Yet sometimes, apparently, no proof is okay with those in conventional medicine – just so long as it doesn’t conflict with its tacit mandate to keep hospital beds full, medical equipment in constant use and people as perpetual patients. This was pounded home to us by a quote in a recent WSJ Health Blog item on the AMA’s move away from white coats for doctors, because of their role in transmitting pathogens.

“As with many things in medicine, just because we can’t prove it doesn’t mean it’s not true,” said Peter Ragusa, a student at the Yale School of Public Health who was involved in drafting the proposal. “It’s hard to do randomized double-blind controlled trials with something like this. But I’m a med student and I can look down at my sleeve and see it’s dirty, I can look down at my tie and see it’s dirty.” (emphasis added)

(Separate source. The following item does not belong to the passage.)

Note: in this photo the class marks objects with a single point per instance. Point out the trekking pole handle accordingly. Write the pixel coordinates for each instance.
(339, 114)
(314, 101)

Now, if a homeopath or acupuncturist were to say such things, for instance, he or she would be hooted down as “unscientific.” There’s definitely a double standard.

The best holistic healers tend to be quite diligent in giving their patients the scientific information they need in order to understand treatment recommendations and risks – as well as alternative treatments, including those of establishment medicine. They are teachers as well as healers, wanting patients to understand their own role in the healing process. They give the support for what they propose to do. In this way, their patients can give truly informed consent.

Now, do all holistic healers do this? No – just as not all allopathic practitioners are hostile to all forms of traditional healing. Any generalization breaks down fast. Yet somehow, the “alternative medicine is all quackery” line is considered immune from the strictures of logic, as is its converse: “Only allopathic medicine can cure dysfunction or disease.”

Of course there are some things that conventional medicine does very well. If you break a leg, you don’t treat it with homeopathics or acupuncture. You may use such supplemental therapies to help relieve pain and support healing. But for your injury, you want a doctor who can set the bone so it can heal.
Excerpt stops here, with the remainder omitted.